In Zeiten niedriger Zinsen sind Privatanleger stets auf der Suche nach attraktiven Anlagemöglichkeiten. Gold als wichtigstes Edelmetall bietet sich seit Jahren als attraktive Anlagemöglichkeit an, da es sowohl physisch direkt als auch über Sparpläne erworben werden kann.
Aktuell gibt es einen bereits jetzt sehr ausufernden Betrugsfall. Die Unternehmen PIM Gold GmbH und Premium Gold Deutschland GmbH müssen sich den Vorwurf gefallen lassen, dass dort mutmaßlich beinahe zwei Tonnen Gold im Wert von ca. 90 Millionen € fehlen. Nicht nur die Staatsanwaltschaft Darmstadt ermittelt in diesem Sachverhalt unter anderem wegen gewerbsmäßigen Betruges, wodurch es bereits auch zu einer mit Untersuchungshaft verbundenen Festnahme einer verantwortlichen Person kam. Auch die Finanzmarktaufsicht Österreich (FMA) veröffentlichte vor wenigen Tagen eine entsprechende Warnung vor dubiosen Geldanlagen in Gold und anderen Edelmetallen. Die Warnung der FMA lässt sich inhaltlich auch auf die Rechtslage in Deutschland übertragen.
PIM Gold hat seine Edelmetalle und „Gold-Sparpläne“ im Rahmen des Strukturvertriebes über Vertriebspartner vermittelt. Diese gewerblichen Vermittler erzielten für ihre jeweils erfolgreichen Vermittlungsdienstleistungen nicht selten erhebliche Provisionen und eben dies kann für sie nun zum Bumerang werden.

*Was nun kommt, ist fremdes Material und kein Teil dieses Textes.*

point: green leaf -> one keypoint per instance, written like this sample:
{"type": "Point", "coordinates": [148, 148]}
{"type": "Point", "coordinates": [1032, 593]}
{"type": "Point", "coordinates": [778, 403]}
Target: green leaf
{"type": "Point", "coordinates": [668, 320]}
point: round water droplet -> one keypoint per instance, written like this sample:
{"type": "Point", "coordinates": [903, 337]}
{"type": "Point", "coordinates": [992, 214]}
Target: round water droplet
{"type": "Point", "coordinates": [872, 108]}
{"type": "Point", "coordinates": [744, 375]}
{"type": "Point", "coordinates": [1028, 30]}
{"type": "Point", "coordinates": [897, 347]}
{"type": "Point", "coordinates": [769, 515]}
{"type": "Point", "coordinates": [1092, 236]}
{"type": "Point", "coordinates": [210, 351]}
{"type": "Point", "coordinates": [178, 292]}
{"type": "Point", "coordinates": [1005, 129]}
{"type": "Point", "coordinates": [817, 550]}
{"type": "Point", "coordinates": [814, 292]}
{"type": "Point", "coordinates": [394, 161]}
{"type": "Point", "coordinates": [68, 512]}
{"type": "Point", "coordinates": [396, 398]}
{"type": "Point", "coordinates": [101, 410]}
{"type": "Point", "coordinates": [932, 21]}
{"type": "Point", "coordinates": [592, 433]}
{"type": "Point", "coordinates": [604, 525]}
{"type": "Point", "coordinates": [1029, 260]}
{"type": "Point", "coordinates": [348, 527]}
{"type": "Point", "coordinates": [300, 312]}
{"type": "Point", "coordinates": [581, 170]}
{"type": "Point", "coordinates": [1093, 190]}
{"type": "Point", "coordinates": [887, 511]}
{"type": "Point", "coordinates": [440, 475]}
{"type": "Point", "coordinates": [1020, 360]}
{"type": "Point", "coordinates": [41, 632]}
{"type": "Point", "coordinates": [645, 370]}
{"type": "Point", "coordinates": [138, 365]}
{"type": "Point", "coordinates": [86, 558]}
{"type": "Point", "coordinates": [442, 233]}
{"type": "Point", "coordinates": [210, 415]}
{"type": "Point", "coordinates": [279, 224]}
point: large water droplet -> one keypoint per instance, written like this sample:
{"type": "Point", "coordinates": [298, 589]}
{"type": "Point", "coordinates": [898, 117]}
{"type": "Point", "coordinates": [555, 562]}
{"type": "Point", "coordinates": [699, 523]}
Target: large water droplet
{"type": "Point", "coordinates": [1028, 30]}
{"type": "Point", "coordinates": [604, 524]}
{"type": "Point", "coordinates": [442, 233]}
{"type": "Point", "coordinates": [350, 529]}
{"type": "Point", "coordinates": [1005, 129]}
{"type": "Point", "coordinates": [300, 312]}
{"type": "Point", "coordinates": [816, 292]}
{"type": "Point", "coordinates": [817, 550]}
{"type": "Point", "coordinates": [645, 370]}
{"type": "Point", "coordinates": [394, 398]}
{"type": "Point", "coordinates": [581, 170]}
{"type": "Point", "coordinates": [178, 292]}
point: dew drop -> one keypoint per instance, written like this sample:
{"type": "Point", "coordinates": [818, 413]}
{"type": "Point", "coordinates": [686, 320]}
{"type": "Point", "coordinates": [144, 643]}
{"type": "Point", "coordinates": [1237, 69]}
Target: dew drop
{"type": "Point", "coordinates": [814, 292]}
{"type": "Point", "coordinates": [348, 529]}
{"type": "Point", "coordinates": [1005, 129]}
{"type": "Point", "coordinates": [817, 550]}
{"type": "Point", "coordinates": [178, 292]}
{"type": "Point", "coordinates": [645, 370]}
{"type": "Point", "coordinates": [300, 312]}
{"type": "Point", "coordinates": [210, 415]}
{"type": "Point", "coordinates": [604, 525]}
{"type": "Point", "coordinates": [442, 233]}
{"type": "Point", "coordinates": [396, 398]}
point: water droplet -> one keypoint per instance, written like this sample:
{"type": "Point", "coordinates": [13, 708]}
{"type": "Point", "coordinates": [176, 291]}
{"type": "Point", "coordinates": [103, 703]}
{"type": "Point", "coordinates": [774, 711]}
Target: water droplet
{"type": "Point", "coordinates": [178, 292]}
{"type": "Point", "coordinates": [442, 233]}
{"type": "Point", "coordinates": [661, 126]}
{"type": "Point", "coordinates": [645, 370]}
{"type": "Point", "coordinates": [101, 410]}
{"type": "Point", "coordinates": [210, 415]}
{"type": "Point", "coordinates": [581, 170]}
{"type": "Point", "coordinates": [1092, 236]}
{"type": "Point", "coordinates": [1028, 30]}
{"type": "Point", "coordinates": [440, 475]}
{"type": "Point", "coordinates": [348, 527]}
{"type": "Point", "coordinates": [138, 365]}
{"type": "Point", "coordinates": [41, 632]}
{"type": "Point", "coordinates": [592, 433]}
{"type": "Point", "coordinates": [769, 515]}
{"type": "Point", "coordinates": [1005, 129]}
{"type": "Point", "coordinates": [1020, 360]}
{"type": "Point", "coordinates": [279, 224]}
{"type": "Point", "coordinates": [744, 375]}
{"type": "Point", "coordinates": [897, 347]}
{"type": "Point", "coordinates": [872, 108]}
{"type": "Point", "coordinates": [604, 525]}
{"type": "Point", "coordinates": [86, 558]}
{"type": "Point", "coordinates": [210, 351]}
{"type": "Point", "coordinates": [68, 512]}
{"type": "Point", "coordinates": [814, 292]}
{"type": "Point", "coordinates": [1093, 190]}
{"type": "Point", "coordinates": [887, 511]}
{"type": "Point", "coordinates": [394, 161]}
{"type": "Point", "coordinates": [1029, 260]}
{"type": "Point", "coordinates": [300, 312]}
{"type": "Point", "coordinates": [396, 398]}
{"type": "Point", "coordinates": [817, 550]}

Bereits jetzt kann man im Rahmen einer einfachen Google-Recherche herausfinden, dass sich die Anlegerschutzrechtsanwälte in Stellung bringen. Die Anlegeranwälte werden sich für Ihre Mandanten, nämlich die Privatanleger sämtliche mögliche Schuldner suchen, gegen die sie Schadensersatz einfordern können.
Bei den Unternehmen bzw. den Verantwortlichen von PIM Gold ist nach Durchführung der entsprechenden staatsanwaltschaftlichen Verfahren möglicher Weise „ nichts mehr zu holen“, da Unternehmen ebenso wie deren Verantwortliche, die von solchen Verfahren betroffen sind, vielfach den Weg in die Insolvenz antreten müssen. Somit verbleiben Schadensersatzansprüche gegen die dann noch greifbaren und häufig finanziell potenten Vermittler.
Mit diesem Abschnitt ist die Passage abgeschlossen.